Inaugurazione dell’università tibetana
Venerdì, 20 Febbraio 2009
Il giorno 16 febbraio 2009, Martina ed io abbiamo avuto assieme ad un migliaio di studenti, ad alcuni rappresentati politici e professori universitari, l’opportunità di vedere sua santità il Dalai Lama e di sentire il suo punto di vista sull’utilità della nuova sede universitaria, un vero e proprio campus, costruito alle porte di Bangalore.
Sua santità ha ricostruito il percorso del popolo tibetano da quando è arrivato il buddhismo in Tibet grazie ai maestri indiani (uno in particolare proveniente dal sud dell’India) fino ai giorni nostri, cogliendo l’occasione per ringraziare le autorità locali della loro accoglienza in seguito alla fuga dovuta all’invasione cinese.
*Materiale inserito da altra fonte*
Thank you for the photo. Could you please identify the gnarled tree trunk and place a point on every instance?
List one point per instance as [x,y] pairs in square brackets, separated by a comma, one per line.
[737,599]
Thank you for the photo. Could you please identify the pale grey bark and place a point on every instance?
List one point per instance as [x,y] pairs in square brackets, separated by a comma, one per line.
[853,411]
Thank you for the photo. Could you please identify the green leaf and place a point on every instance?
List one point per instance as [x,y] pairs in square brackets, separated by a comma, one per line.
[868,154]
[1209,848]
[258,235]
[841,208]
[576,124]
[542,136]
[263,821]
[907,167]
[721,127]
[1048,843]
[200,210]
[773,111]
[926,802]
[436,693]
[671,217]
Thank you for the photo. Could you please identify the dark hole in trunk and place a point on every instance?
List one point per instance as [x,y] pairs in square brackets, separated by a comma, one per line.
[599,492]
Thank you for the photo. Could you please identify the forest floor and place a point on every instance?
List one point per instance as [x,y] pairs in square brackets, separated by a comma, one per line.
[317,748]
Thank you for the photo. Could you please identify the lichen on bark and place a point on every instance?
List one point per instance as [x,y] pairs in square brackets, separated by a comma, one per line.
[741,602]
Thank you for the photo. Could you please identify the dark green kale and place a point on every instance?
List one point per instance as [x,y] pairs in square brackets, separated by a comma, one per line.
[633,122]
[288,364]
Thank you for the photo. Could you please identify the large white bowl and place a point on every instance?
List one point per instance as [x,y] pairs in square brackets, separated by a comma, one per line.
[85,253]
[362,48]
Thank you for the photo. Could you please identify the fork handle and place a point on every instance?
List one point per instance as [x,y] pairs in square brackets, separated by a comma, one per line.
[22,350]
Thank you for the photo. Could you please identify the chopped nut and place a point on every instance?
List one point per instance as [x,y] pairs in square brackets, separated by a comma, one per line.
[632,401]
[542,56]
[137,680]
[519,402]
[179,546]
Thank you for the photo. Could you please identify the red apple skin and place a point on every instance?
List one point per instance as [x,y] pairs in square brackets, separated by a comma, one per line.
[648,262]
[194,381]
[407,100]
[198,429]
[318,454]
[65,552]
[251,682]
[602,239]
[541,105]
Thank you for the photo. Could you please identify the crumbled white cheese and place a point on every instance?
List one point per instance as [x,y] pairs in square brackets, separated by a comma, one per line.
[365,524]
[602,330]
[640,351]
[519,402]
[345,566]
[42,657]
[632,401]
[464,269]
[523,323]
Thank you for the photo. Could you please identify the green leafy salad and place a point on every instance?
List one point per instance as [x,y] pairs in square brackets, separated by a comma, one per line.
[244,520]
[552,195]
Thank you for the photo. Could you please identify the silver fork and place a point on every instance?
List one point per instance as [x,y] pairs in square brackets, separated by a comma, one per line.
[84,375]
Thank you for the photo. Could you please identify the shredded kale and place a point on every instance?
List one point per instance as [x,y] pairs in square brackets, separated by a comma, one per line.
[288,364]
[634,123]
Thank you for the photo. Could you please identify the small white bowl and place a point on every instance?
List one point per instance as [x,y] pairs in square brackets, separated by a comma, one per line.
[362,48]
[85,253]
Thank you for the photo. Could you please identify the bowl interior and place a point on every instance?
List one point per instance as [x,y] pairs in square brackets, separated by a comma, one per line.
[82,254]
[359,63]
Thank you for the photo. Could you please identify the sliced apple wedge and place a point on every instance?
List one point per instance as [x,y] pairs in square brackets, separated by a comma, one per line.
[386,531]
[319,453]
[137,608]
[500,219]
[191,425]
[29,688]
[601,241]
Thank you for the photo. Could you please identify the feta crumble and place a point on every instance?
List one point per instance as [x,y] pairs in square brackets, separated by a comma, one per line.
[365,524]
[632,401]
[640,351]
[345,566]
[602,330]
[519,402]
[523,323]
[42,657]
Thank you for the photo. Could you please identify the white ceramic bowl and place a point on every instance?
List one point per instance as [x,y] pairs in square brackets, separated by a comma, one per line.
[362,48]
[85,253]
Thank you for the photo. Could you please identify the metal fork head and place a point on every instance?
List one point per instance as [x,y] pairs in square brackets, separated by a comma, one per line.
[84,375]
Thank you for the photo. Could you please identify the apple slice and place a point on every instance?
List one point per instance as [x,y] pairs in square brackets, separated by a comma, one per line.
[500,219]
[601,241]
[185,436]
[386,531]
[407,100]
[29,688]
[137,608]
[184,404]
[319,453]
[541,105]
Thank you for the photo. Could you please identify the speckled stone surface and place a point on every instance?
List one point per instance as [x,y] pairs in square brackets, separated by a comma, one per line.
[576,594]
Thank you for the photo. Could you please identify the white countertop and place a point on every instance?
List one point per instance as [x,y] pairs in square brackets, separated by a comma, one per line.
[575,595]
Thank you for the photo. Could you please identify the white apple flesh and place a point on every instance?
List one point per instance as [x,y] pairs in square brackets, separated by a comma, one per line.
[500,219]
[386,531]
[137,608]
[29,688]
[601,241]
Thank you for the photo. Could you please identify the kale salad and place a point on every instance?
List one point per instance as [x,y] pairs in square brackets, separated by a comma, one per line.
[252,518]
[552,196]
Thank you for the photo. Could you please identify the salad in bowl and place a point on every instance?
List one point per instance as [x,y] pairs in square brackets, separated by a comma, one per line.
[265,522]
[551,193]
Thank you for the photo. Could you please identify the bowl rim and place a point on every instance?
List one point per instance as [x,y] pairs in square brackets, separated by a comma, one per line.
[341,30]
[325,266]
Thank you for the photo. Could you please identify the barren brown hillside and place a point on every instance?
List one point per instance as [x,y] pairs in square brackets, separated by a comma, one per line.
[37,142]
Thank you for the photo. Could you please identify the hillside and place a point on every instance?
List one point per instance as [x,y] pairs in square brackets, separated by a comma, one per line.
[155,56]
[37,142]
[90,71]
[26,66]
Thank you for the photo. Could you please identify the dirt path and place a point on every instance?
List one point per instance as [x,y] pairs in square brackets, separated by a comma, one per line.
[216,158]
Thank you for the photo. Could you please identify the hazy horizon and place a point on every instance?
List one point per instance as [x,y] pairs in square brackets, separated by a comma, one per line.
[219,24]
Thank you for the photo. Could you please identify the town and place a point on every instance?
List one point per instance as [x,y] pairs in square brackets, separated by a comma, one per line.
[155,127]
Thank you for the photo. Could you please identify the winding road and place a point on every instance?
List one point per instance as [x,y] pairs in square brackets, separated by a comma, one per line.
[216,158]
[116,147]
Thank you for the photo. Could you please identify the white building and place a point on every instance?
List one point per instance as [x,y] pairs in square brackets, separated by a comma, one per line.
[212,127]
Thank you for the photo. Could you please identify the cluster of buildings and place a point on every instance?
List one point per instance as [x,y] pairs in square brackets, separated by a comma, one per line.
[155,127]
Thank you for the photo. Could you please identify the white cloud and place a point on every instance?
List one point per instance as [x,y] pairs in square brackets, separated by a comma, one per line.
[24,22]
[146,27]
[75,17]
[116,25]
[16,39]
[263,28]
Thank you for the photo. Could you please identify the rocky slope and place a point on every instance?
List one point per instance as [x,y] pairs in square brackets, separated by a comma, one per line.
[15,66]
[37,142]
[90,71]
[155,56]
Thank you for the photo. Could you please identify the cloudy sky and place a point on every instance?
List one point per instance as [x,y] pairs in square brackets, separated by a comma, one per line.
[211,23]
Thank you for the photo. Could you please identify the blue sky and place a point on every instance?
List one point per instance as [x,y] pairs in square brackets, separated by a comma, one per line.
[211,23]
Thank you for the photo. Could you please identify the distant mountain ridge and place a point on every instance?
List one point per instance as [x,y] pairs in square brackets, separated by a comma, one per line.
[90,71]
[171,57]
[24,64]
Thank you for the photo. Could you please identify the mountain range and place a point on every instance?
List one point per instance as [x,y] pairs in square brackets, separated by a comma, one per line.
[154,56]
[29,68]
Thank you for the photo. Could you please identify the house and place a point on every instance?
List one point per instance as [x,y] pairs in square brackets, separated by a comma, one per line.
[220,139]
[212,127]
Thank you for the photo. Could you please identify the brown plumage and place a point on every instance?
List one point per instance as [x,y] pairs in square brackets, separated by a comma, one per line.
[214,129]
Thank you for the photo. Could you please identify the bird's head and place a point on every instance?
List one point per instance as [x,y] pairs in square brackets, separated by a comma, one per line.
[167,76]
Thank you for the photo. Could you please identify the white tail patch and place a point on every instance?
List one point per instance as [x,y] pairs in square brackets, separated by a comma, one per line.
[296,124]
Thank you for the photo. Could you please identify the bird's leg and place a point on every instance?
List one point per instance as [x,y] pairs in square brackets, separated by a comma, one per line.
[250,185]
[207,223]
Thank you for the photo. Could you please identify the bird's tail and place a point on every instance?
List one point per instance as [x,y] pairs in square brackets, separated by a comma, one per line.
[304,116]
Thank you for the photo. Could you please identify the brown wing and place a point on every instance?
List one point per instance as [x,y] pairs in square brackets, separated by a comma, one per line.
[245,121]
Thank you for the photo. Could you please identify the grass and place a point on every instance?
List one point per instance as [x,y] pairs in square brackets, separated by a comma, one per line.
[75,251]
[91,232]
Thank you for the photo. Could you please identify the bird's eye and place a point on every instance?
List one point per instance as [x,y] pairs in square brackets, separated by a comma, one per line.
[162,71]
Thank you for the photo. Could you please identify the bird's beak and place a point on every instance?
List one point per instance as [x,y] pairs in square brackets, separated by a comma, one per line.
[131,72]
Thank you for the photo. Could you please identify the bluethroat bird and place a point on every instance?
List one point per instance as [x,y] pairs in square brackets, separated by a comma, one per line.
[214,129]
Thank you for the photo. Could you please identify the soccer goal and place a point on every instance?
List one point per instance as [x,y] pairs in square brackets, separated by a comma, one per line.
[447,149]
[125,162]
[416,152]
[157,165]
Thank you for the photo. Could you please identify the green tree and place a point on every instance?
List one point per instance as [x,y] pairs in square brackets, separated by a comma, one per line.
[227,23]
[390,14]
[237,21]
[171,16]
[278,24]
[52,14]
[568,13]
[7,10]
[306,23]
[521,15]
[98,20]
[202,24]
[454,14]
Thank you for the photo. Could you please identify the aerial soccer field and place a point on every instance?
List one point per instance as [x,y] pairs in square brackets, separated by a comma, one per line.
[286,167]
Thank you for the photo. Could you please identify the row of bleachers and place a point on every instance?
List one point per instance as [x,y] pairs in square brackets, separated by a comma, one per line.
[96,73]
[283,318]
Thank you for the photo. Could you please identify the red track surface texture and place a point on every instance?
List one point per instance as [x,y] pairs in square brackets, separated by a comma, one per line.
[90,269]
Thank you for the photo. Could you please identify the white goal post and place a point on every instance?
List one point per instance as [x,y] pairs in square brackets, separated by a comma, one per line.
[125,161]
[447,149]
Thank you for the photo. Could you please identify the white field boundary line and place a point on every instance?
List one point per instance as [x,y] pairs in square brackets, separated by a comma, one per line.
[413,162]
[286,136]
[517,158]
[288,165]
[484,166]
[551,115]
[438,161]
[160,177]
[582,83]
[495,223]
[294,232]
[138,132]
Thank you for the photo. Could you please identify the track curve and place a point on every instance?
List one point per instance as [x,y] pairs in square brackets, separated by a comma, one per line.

Secondo il Dalai Lama per poter mantenere l’identità tibetana è bene che il popolo possa studiare in una sede universitaria adeguata e questo campus, realizzato grazie agli aiuti di associazioni umanitarie di grande livello, grandi sponsor privati a soprattutto grazie al contributo del villaggio SOS (che ha dato una formazione ai ragazzi che hanno l’occasione di culminare il loro percorso con l’università), offre una grande possibilità a riguardo.
Il ministro dell’educazione del Karnataka ha poi sottolineato quanto il valore dell’indipendenza di un popolo possa dipendere proprio dell’idea di unità della nazione che il popolo stesso ha, che si concretizza in questo campus permettendo la mediazione fra scienza e religione, infatti anche i monaci avranno l’opportunità di studiare in questa struttura.